L' expo photo à La Julienne, mai 2013

L'exposition Photo, mise en place par GeTM est ce mois-ci à Plan-Les-Ouates

Un mot sur l'expo:

Ce printemps GeTM organise une exposition de photographies, prises par des adolescents et des jeunes adultes vivant à Bogota, Cotonou et Genève"Ville invisible Regards croisés, jeunes d'ici et d'ailleurs". Fin 2012, l'équipe de GeTM et ses partenaires en Colombie et au Bénin ont rencontré des groupes de jeunes de 15 à 25 ans pour leur demander de photographier leur ville selon leur perspective. Le projet était simple: "par mon regard sur la ville, c'est ma vie que j'exprime". GeTM a retenu les meilleurs clichés pour les exposer afin de créer un espace de paroles et de rencontres entre ces jeunes d'horizons différents.

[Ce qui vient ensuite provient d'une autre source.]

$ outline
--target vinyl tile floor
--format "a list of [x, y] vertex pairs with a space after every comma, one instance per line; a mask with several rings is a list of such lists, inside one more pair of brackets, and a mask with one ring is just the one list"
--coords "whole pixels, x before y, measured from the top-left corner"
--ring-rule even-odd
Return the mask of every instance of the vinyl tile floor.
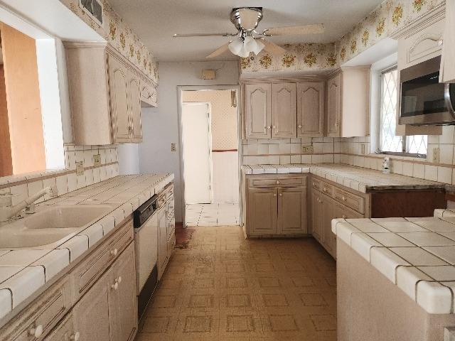
[[239, 204], [188, 204], [186, 207], [186, 226], [238, 225]]
[[176, 249], [136, 341], [334, 341], [336, 262], [312, 238], [196, 227]]

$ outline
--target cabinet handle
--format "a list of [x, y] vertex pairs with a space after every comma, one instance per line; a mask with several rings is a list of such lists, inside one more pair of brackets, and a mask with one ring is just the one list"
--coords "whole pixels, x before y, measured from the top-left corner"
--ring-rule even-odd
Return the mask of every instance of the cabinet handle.
[[36, 328], [31, 328], [28, 331], [28, 335], [34, 336], [35, 337], [39, 337], [43, 335], [43, 325], [38, 325]]
[[79, 341], [80, 338], [80, 332], [75, 332], [73, 335], [70, 337], [70, 340], [73, 341]]

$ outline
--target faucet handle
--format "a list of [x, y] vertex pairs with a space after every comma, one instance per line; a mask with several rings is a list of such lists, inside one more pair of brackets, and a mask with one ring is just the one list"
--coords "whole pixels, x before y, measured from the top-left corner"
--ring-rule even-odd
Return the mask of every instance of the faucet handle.
[[49, 188], [48, 194], [50, 197], [55, 197], [58, 195], [58, 190], [56, 185], [53, 185]]

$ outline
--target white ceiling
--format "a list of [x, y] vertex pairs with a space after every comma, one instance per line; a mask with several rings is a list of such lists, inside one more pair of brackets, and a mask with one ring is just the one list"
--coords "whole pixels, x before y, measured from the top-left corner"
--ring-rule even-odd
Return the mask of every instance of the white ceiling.
[[[262, 6], [259, 29], [323, 23], [317, 36], [269, 39], [283, 45], [331, 43], [348, 32], [382, 0], [109, 0], [114, 9], [141, 38], [159, 61], [204, 60], [226, 37], [172, 38], [173, 33], [235, 32], [229, 20], [233, 7]], [[235, 60], [226, 53], [218, 59]]]

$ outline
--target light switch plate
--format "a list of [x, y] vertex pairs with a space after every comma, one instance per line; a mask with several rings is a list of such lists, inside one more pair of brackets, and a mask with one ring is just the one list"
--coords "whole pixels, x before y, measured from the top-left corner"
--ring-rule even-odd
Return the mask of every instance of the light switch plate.
[[84, 175], [84, 161], [76, 162], [76, 175]]
[[95, 154], [93, 156], [93, 166], [95, 167], [101, 166], [101, 155]]
[[308, 146], [302, 146], [301, 152], [312, 154], [313, 153], [314, 153], [314, 149], [313, 148], [313, 146], [311, 144]]
[[439, 163], [439, 148], [433, 148], [433, 162], [434, 163]]

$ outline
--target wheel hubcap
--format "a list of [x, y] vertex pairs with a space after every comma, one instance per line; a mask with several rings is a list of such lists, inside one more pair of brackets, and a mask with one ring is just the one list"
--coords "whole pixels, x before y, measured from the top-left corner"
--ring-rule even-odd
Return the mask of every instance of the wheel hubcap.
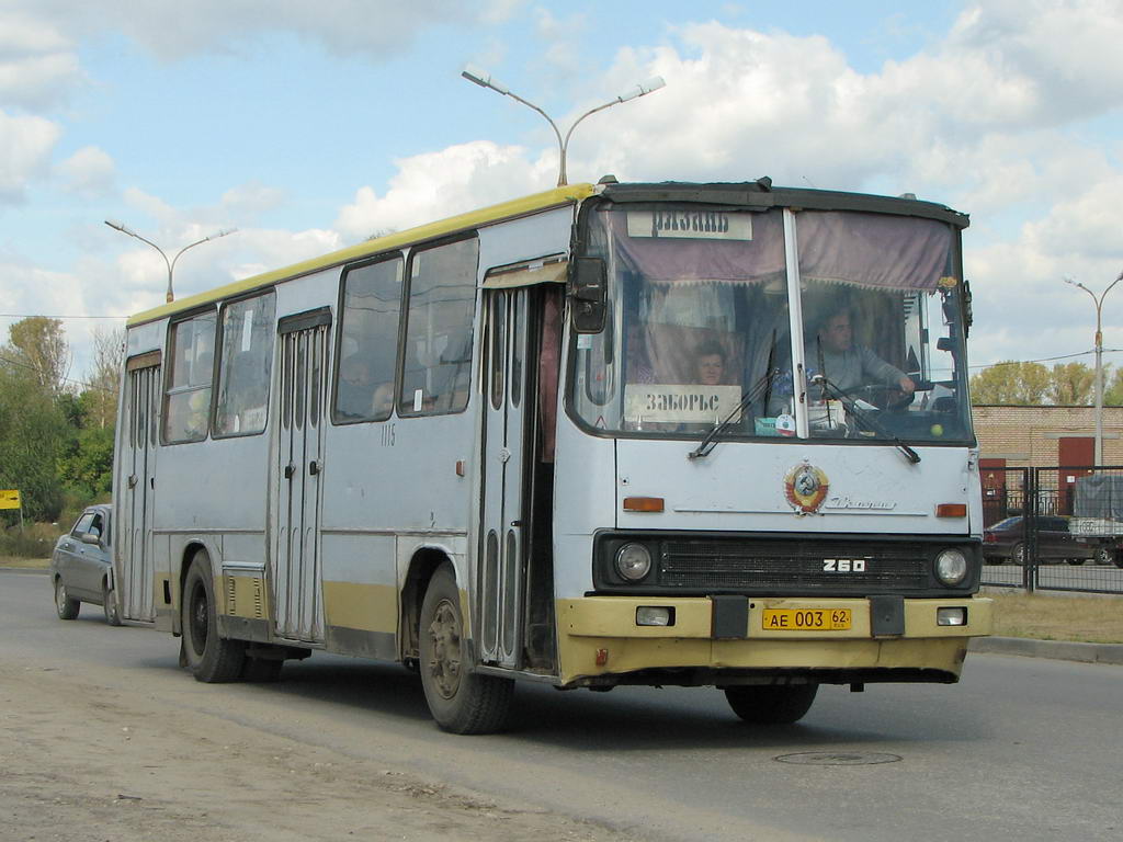
[[207, 649], [208, 614], [207, 592], [201, 586], [197, 587], [191, 595], [191, 648], [195, 655], [202, 655]]
[[460, 686], [460, 623], [448, 600], [433, 612], [429, 643], [429, 676], [441, 698], [453, 698]]

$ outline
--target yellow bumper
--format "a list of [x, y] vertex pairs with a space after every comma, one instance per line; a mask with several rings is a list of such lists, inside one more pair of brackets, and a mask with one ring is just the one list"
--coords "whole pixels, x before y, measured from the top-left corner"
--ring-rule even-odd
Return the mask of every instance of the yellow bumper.
[[[593, 596], [557, 601], [563, 684], [638, 670], [938, 670], [958, 676], [971, 637], [989, 634], [993, 602], [986, 597], [905, 600], [902, 635], [873, 637], [867, 600], [754, 598], [746, 637], [713, 637], [707, 597]], [[641, 626], [636, 610], [673, 607], [675, 624]], [[966, 607], [966, 625], [938, 625], [937, 608]], [[765, 630], [766, 608], [850, 608], [846, 631]], [[870, 680], [874, 680], [873, 678]]]

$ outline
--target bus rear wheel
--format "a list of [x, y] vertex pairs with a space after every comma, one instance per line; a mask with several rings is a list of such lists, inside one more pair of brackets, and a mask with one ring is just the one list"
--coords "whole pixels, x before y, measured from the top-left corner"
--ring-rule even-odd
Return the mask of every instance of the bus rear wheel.
[[183, 582], [180, 619], [185, 666], [197, 681], [218, 684], [241, 677], [246, 644], [219, 637], [214, 579], [204, 551], [195, 553]]
[[421, 604], [420, 671], [426, 702], [437, 724], [456, 734], [499, 731], [511, 708], [514, 681], [482, 676], [464, 662], [460, 592], [449, 565], [442, 565]]
[[733, 713], [755, 725], [789, 725], [811, 710], [818, 684], [737, 686], [725, 688]]

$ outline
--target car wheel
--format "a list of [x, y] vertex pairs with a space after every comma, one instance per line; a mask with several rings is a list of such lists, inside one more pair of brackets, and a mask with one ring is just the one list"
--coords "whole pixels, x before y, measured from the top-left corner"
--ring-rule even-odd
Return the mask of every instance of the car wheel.
[[58, 612], [60, 620], [74, 620], [82, 608], [82, 603], [72, 600], [66, 593], [66, 586], [62, 579], [55, 579], [55, 611]]
[[121, 612], [117, 607], [117, 592], [110, 589], [109, 583], [101, 585], [101, 608], [106, 612], [106, 622], [110, 625], [121, 624]]
[[246, 644], [218, 633], [218, 606], [210, 559], [202, 550], [195, 553], [183, 580], [180, 603], [183, 633], [183, 659], [195, 680], [208, 684], [236, 681], [241, 677]]
[[789, 725], [811, 710], [818, 684], [738, 686], [725, 688], [733, 713], [755, 725]]
[[499, 731], [511, 708], [514, 681], [473, 672], [464, 662], [460, 592], [448, 565], [429, 582], [418, 632], [421, 687], [437, 724], [456, 734]]
[[1025, 564], [1025, 544], [1019, 541], [1010, 549], [1010, 560], [1015, 565]]

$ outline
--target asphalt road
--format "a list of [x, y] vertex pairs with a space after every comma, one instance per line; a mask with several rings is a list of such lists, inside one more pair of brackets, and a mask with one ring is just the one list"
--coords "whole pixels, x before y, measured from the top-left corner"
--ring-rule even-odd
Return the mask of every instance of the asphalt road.
[[[778, 729], [742, 724], [713, 689], [523, 685], [508, 733], [458, 738], [432, 725], [416, 677], [398, 667], [313, 656], [276, 685], [201, 685], [176, 652], [171, 635], [104, 625], [95, 606], [58, 621], [44, 576], [0, 571], [9, 663], [143, 693], [170, 714], [209, 710], [628, 839], [1123, 838], [1123, 667], [974, 655], [959, 685], [825, 687], [803, 722]], [[777, 759], [809, 752], [836, 765]]]

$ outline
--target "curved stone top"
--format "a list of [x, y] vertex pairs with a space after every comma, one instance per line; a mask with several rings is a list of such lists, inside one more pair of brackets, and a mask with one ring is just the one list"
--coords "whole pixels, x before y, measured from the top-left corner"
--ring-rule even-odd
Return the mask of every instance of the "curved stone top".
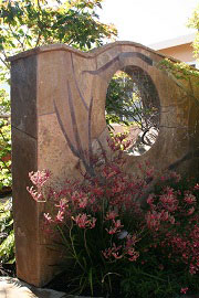
[[[140, 49], [144, 49], [144, 50], [147, 50], [148, 52], [151, 52], [151, 53], [155, 53], [157, 54], [158, 56], [161, 56], [161, 57], [168, 57], [167, 55], [164, 55], [150, 47], [147, 47], [140, 43], [136, 43], [136, 42], [129, 42], [129, 41], [116, 41], [116, 42], [113, 42], [113, 43], [108, 43], [108, 44], [105, 44], [101, 47], [95, 47], [88, 52], [82, 52], [77, 49], [74, 49], [70, 45], [66, 45], [66, 44], [62, 44], [62, 43], [56, 43], [56, 44], [49, 44], [49, 45], [43, 45], [43, 46], [39, 46], [39, 47], [34, 47], [34, 49], [31, 49], [31, 50], [28, 50], [25, 52], [22, 52], [22, 53], [19, 53], [14, 56], [10, 56], [8, 58], [8, 61], [12, 62], [12, 61], [15, 61], [15, 60], [19, 60], [19, 58], [23, 58], [23, 57], [27, 57], [27, 56], [31, 56], [31, 55], [35, 55], [35, 54], [40, 54], [40, 53], [44, 53], [44, 52], [52, 52], [52, 51], [66, 51], [66, 52], [73, 52], [80, 56], [83, 56], [83, 57], [86, 57], [86, 58], [93, 58], [93, 57], [96, 57], [97, 55], [102, 54], [103, 52], [114, 47], [114, 46], [117, 46], [117, 45], [133, 45], [133, 46], [136, 46], [136, 47], [140, 47]], [[172, 61], [176, 61], [174, 57], [169, 57], [170, 60]]]

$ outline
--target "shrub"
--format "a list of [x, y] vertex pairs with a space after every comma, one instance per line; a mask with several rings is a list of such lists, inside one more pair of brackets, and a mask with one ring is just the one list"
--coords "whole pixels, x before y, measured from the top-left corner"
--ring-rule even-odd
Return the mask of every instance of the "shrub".
[[142, 209], [154, 170], [139, 166], [142, 179], [124, 173], [121, 148], [129, 142], [123, 136], [108, 142], [113, 156], [93, 156], [93, 177], [67, 180], [59, 191], [48, 184], [49, 171], [30, 173], [32, 198], [54, 203], [44, 227], [52, 236], [60, 233], [65, 259], [73, 262], [65, 263], [69, 289], [140, 298], [199, 290], [199, 185], [187, 188], [167, 173]]
[[11, 202], [0, 204], [0, 265], [14, 263], [14, 234]]

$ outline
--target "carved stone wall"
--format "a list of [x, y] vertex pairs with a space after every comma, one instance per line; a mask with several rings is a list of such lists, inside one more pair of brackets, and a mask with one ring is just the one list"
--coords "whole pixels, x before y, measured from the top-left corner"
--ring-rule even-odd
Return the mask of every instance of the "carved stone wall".
[[[127, 170], [149, 160], [157, 170], [198, 171], [199, 88], [192, 78], [179, 87], [160, 71], [161, 54], [132, 42], [116, 42], [83, 53], [63, 44], [34, 49], [10, 58], [12, 100], [13, 213], [18, 277], [43, 286], [55, 273], [57, 253], [42, 232], [44, 203], [27, 191], [29, 172], [50, 169], [54, 183], [77, 178], [81, 162], [92, 171], [88, 155], [95, 142], [106, 146], [106, 91], [122, 70], [154, 96], [160, 130], [153, 148], [127, 156]], [[138, 75], [139, 74], [139, 75]], [[144, 76], [150, 82], [145, 87]], [[143, 81], [142, 81], [143, 79]]]

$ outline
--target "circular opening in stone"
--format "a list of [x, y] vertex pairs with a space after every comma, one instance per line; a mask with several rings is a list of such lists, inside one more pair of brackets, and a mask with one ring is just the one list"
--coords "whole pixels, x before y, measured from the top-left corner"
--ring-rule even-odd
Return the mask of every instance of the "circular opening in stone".
[[159, 132], [160, 103], [150, 76], [137, 66], [127, 66], [112, 77], [105, 117], [113, 135], [127, 132], [132, 145], [126, 153], [142, 156]]

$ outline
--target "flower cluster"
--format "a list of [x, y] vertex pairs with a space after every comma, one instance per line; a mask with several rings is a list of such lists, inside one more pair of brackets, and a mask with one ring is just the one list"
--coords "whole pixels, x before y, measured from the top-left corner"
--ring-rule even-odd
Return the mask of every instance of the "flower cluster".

L'exposition sert ici de moyen d'expression aux jeunes, à qui on donne d'ordinaire peu la paroles alors qu'ils ont aussi leurs mots à dire sur la problématique urbaine et les enjeux du "vivre ensemble". L' accès difficile au logement, le développement trop rapide des villes, les difficultés à cohabiter, la violence sociale et une certaine recherche de la quiétude dans un paysage qui n'y s'y prête pas aisément, ressortent des photos qu'elles aient été prises au Nord ou au Sud. Parce que les problèmes se ressemblent malgré des situations à premières vues diverses. C'est à ce dialogue de photos que vous invitent GeTM dans l'exposition "Ville invisible, regards croisés, jeunes d'ici et d'ailleurs"

Dialogue des images:
Pertnence des regards
Malgré le jeune âge de certains d'entre eux, tous ces photographes en herbe ont porté sur leur environnement naturel un regard qui privilégie tour à tour le rendu brut de la réalité ou une vision plus esthétisante, voire symbolique, du monde qui les entoure. Dans chaque image, un détail, la composition ou encore la signification globale sont autant d'éléments pertinents qui permettent d'aller au-delà de la simple représentation et de s'interroger sur divers aspects de la vie quotidienne dans ces trois villes. Il en résulte un ensemble varié mais unifié qui permet de mettre en résonance des images prises à des kilomètres de distance et de créer ainsi des ponts entre différentes sensibilités. Une certaine recherche de la quiétude par exemple, dans un environnement qui n'y s'y prête pas aisément, ressortent des photos qu'elles aient été prises au Nord ou au Sud


Cotonou: une réalités sans frioriture
Les neuf photos prises au Bénin montrent des instantanés de ce flux urbain continu de gens à pied ou à moto dans une ville où règne le chaos visuel: accumulation d'objets et de matériaux différents, réseau électrique anarchique (les «toiles d’araignée»), cohabitation entre précarité et modernisme tentaculaire. A la baraque en tôle se juxtaposent, de manière presque surréaliste, la mosquée très bien entretenue qui fait figure d'oasis au milieu du désert et des immeubles modernes. La végétation peu présente a laissé la place à la terre battue nue dégageant un nuage continu de poussière qui imprègne chaque image et en atténue les couleurs. Mais la vie (ou la survie) continue sans s’arrêter.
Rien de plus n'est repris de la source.